In the last issue I summarised the main discussion at the Executives at PyData session I co-ran at our PyDataLondon 2022 conference. I’m extending these topics into two free Zoom sessions, the first is this Monday (details below) on team structure, the next is in a month on topics including how-to-derisk-and-build-a-backlog. You’re welcome to sign-up and I can send you a GCal+Zoom invite. Below I give some notes on Team Structure and link to some Python 3.11 benchmarks showing off the new speed-up work that we’ll enjoy in a few months.
At the conference there was a lot of continued discussion on Team Structure and some of the original participants will be joining for the Monday call. I’ll share a link to that recorded call afterwards. If you have questions you’ll want to attend, it is free and may help you unlock blockers for your team.
Looking back at my notes from the conference John Sandall (thanks John!) shared this short story on how not to grow a data science team which captures many of the situations I’ve found myself in during strategy sessions. There’s a bullet point list near the top and the last item - “no data leadership” - I’d argue is the root cause. You can’t comfortably invest in all the other problems if leadership don’t have good experience in what it means to be a data-driven company (i.e. - get the data right, get the questions right, build the simplest things that make change, do the right testing, then add complexity incrementally).
The author gives a lot of examples (some of which are painfully recognisable) noting “These are primarily organisational challenges. Teams don’t know how to work with the data team. … What I think makes most sense to push for is a centralisation the reporting structure, but keeping the work management decentralised.”. By decentralising the “data work” you get domain specialisation for the data scientists, so they can help ask better questions - I’ve felt for years that this domain knowledge acquisition is key yet underappreciated.
A couple of pieces in the article talk of data being used to find bugs which improve conversions when fixed, but doesn’t note that some kind of metric was coupled to this. It is so easy for the DS team to not get the credit if the engineers fix a bug that drives $1M in revenue that was previously lost, and this can be “claimed and shared” by the DS team if they’ve done the work, estimated what’s being missed with a dollar/time value attached, then helped define what a fix will look like.

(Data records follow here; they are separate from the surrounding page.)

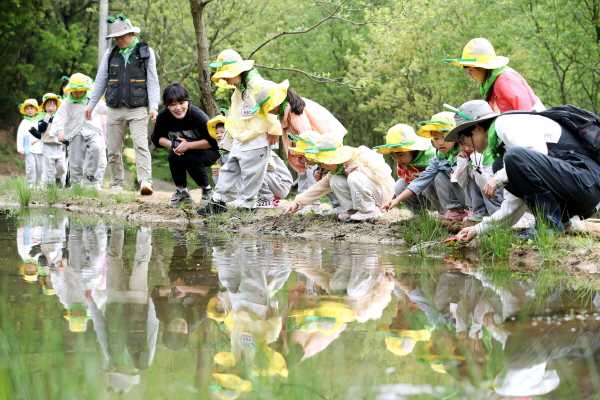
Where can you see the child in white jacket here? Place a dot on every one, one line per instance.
(85, 136)
(28, 146)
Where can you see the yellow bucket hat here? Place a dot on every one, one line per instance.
(269, 95)
(479, 52)
(50, 96)
(79, 82)
(402, 137)
(29, 102)
(304, 141)
(329, 150)
(440, 122)
(211, 125)
(229, 64)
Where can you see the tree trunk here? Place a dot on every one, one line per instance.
(207, 98)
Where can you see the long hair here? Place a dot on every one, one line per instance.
(296, 103)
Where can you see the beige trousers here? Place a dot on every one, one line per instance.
(117, 121)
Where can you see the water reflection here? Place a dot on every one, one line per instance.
(178, 314)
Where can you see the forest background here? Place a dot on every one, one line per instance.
(373, 64)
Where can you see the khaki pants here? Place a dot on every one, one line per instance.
(117, 121)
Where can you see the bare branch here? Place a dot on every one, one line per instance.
(330, 16)
(318, 79)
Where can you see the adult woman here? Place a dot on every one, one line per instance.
(504, 89)
(182, 127)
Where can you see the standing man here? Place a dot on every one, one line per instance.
(128, 74)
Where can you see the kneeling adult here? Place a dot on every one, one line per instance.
(182, 127)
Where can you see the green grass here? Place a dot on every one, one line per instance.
(496, 243)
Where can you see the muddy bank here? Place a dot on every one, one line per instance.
(575, 253)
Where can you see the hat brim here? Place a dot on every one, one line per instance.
(455, 133)
(238, 68)
(332, 157)
(135, 29)
(497, 62)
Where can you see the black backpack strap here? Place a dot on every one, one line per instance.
(114, 49)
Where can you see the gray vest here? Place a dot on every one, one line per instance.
(127, 81)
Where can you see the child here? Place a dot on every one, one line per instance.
(84, 136)
(54, 151)
(412, 154)
(297, 115)
(253, 136)
(359, 177)
(28, 146)
(450, 194)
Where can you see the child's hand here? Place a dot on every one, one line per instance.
(292, 209)
(389, 205)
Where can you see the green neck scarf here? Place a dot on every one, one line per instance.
(451, 155)
(251, 74)
(282, 107)
(487, 84)
(422, 159)
(340, 170)
(131, 46)
(83, 99)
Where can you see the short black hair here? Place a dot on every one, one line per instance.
(174, 93)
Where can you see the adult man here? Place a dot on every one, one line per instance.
(128, 74)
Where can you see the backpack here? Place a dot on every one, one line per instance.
(582, 124)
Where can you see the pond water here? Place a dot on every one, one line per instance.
(93, 309)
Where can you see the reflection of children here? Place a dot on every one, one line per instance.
(85, 136)
(28, 146)
(450, 194)
(412, 154)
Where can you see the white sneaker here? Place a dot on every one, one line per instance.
(333, 211)
(362, 216)
(527, 221)
(146, 188)
(346, 215)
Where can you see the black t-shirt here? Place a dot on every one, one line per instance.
(192, 127)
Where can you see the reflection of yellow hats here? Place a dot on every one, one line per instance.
(29, 102)
(329, 150)
(305, 140)
(79, 82)
(229, 64)
(269, 95)
(77, 324)
(479, 52)
(440, 122)
(327, 318)
(28, 278)
(402, 137)
(50, 96)
(211, 125)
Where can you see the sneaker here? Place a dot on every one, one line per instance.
(180, 198)
(264, 203)
(311, 209)
(212, 208)
(146, 188)
(275, 202)
(345, 215)
(334, 211)
(527, 221)
(452, 215)
(365, 216)
(207, 194)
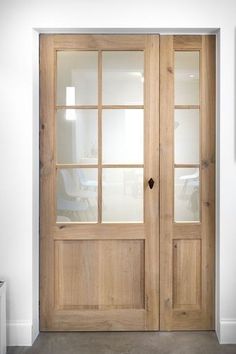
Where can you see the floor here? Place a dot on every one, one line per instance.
(126, 343)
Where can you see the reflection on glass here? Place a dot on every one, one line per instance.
(187, 194)
(77, 138)
(123, 77)
(77, 195)
(186, 136)
(122, 195)
(77, 76)
(122, 136)
(186, 78)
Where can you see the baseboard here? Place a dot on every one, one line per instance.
(19, 333)
(227, 333)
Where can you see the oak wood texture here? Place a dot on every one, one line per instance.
(187, 249)
(98, 276)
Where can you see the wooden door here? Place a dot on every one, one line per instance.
(99, 146)
(187, 182)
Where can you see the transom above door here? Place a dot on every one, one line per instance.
(100, 136)
(99, 149)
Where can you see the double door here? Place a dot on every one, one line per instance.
(127, 182)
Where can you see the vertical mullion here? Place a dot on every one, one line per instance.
(99, 136)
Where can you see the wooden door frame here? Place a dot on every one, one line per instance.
(37, 32)
(200, 235)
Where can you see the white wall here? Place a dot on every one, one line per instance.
(19, 131)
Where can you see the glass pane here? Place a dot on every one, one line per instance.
(122, 195)
(122, 136)
(187, 194)
(123, 77)
(77, 136)
(77, 195)
(186, 136)
(186, 78)
(77, 77)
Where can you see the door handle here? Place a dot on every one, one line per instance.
(151, 183)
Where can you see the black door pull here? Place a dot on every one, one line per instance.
(151, 183)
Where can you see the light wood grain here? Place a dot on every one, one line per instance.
(80, 277)
(187, 42)
(47, 176)
(166, 180)
(183, 308)
(151, 170)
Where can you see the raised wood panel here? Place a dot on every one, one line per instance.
(99, 274)
(96, 42)
(181, 308)
(187, 274)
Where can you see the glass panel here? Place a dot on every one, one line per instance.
(186, 78)
(122, 136)
(77, 77)
(187, 194)
(186, 136)
(77, 136)
(123, 77)
(77, 195)
(122, 195)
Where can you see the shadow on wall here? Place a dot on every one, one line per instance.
(235, 93)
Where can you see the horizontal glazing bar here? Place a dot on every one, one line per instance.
(103, 166)
(122, 165)
(76, 166)
(188, 165)
(187, 106)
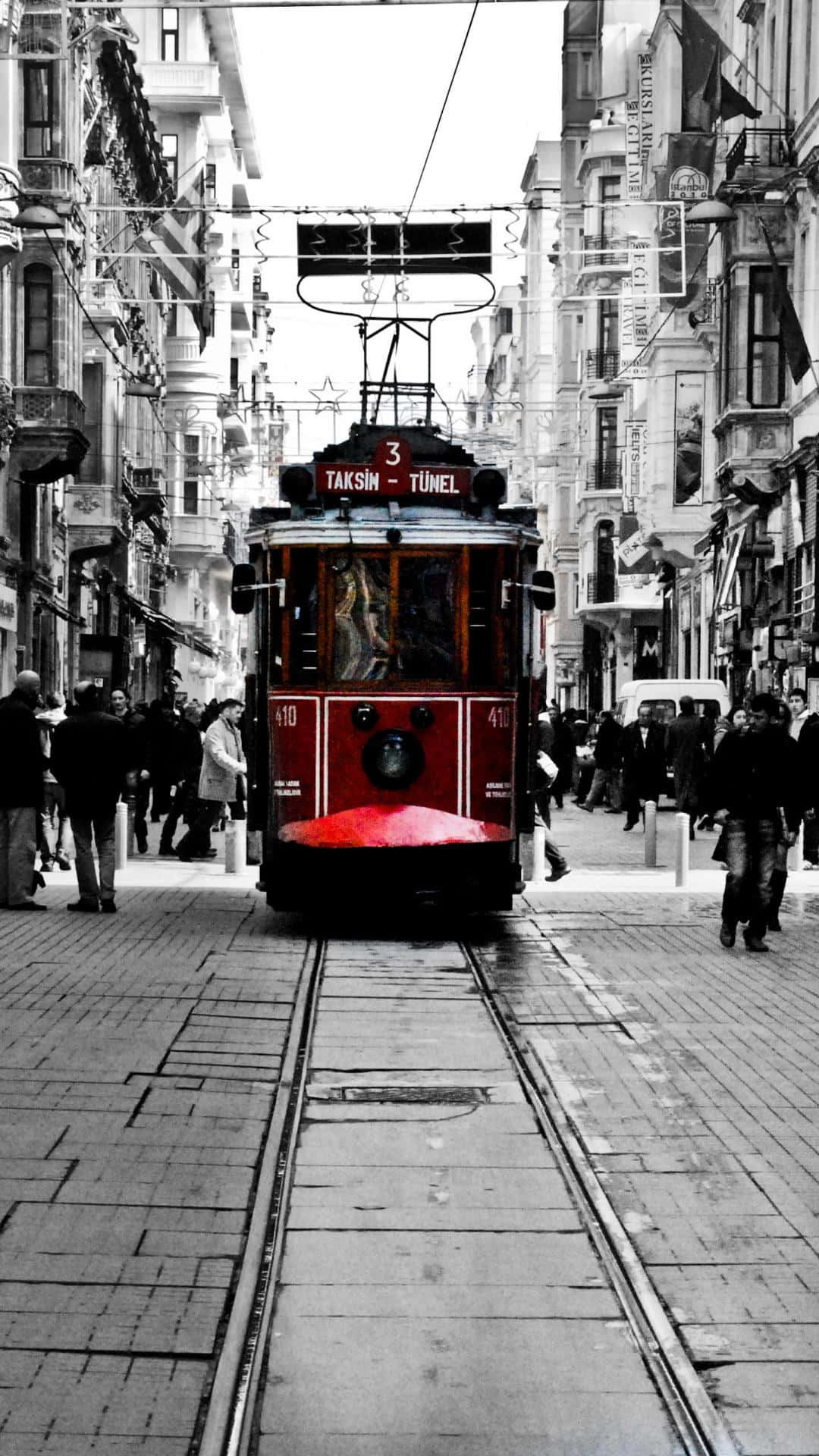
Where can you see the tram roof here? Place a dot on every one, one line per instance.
(369, 523)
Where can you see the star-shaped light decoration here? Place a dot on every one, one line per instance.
(328, 397)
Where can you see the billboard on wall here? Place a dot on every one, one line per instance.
(689, 414)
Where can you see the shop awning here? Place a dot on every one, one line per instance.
(729, 563)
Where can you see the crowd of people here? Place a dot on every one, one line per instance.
(752, 775)
(64, 767)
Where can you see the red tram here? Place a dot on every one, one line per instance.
(390, 674)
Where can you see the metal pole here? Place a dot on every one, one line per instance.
(235, 846)
(121, 836)
(651, 835)
(682, 849)
(796, 852)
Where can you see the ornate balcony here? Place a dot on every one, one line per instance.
(764, 147)
(602, 475)
(50, 441)
(602, 363)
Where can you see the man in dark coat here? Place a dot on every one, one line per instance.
(137, 753)
(607, 764)
(184, 764)
(687, 740)
(643, 764)
(89, 758)
(22, 766)
(752, 778)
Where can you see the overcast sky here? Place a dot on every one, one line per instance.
(344, 104)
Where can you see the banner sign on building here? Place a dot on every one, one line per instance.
(632, 158)
(646, 104)
(689, 414)
(632, 463)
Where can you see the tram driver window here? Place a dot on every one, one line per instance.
(360, 642)
(426, 641)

Are you helping your team members get the credit that they deserve for their discoveries?
The story ends with “You made it. You have transformed the organization to be truly data-native.” - which takes a year in their timeline. I think this isn’t a pessimistic guess and maybe it is too optimistic for large corporates. If you’ve not gone through this journey before, or you’re on it now…definitely read the article (get a coffee and take your time). There’s a lot of insight to be gained and useful diagrams you might want to adapt.

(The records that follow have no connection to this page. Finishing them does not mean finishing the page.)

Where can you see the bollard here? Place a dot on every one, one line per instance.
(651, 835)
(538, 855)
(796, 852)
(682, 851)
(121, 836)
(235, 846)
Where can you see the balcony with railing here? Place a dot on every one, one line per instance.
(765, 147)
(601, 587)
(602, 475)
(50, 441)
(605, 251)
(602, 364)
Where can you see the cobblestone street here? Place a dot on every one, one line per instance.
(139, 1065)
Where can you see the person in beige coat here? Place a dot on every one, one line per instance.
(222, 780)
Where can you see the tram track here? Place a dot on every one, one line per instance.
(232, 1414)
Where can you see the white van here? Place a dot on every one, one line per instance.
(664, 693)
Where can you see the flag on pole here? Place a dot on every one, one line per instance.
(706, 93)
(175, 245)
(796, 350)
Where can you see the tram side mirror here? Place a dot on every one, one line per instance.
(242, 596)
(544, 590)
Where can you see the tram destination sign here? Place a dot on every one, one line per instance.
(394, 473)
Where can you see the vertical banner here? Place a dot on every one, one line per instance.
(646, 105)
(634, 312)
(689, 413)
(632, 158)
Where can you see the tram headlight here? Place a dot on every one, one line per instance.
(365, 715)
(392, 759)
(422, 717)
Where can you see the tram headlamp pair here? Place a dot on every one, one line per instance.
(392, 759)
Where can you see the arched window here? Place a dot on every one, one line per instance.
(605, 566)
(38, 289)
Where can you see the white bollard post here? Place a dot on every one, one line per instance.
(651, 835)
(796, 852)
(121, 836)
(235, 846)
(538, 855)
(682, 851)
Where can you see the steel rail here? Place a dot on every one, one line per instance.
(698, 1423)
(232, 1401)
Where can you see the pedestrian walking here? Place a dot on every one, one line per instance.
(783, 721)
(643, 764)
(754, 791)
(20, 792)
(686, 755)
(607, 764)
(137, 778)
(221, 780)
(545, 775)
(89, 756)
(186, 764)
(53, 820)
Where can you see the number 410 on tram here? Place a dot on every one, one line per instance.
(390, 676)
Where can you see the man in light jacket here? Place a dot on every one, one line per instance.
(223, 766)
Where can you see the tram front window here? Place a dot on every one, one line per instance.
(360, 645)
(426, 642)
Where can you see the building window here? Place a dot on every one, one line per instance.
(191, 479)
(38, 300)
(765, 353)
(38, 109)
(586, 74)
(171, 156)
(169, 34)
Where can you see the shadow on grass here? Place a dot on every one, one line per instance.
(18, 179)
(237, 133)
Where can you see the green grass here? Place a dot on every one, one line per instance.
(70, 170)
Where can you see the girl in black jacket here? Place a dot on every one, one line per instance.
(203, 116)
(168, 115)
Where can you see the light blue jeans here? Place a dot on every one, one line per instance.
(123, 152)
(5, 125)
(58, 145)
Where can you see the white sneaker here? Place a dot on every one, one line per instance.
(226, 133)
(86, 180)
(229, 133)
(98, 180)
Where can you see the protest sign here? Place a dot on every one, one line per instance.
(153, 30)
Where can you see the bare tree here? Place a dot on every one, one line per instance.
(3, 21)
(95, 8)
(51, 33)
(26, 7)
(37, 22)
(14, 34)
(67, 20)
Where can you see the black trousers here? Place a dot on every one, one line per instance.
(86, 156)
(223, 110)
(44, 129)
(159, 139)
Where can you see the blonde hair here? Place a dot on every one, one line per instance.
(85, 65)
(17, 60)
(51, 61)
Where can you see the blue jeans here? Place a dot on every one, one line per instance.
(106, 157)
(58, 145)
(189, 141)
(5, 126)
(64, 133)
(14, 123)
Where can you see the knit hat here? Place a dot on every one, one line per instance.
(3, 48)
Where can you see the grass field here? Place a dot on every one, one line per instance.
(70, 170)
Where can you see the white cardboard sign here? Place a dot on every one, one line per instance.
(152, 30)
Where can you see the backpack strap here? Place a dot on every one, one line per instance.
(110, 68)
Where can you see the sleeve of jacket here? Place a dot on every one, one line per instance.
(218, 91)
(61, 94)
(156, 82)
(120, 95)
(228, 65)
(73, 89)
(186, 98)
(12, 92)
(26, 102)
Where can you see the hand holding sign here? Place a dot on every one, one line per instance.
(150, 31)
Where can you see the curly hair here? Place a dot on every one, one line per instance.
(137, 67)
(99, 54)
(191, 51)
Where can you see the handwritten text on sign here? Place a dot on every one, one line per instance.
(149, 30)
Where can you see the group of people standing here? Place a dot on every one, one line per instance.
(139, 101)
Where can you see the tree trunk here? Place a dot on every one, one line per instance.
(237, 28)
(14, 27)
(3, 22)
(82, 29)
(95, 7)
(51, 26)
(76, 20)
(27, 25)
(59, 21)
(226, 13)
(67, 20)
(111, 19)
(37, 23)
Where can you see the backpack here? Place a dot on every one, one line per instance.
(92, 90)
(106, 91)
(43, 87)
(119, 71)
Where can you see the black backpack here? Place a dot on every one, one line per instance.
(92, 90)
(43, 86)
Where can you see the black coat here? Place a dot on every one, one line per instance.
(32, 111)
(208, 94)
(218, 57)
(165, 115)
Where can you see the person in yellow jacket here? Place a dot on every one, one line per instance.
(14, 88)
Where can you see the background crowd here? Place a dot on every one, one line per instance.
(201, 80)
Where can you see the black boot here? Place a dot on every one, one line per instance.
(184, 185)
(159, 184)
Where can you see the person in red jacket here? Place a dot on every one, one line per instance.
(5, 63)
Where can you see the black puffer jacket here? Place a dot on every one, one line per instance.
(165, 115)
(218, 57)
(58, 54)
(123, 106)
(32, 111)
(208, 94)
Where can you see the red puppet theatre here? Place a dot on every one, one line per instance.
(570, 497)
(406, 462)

Raphael (thanks!) also linked to this great O’Reilly free publication (57 pages) on the Care and Feeding of Data Scientists which includes finding, hiring, agile or not and career ladders. It is a meaty read and worthy of an hour. There’s a quote on the “t-shaped” data scientist on page 36:
We feel that a defining feature of data scientists is the breadth of their skills—their ability to single-handedly do at least prototype-level versions of all the steps needed to derive new insights or build data products (Mason & Wiggins, 2010). We also feel that the most successful data scientists are those with substantial, deep expertise in at least one aspect of data science, be it statistics, big data, or business communication.
The top bar of the T is critical - if your colleague can’t actually query the dB with SQL, or doesn’t know how to generate a useful output on the back of an analysis, or has trouble writing a clear agenda for a meeting, they may be more of a cost than a boon to a team. Make sure everyone has enough of the skills that enable them to be useful and not blocked by others, where each has a specialisation that’s actually useful to your work.
Do you have a different view? Or a good resource to share? Drop me a message by replying to this and I’d happily hear your thoughts.
If you find this useful please share this issue or archive on Twitter, LinkedIn and your communities - the more folk I get here sharing interesting tips, the more I can share back to you.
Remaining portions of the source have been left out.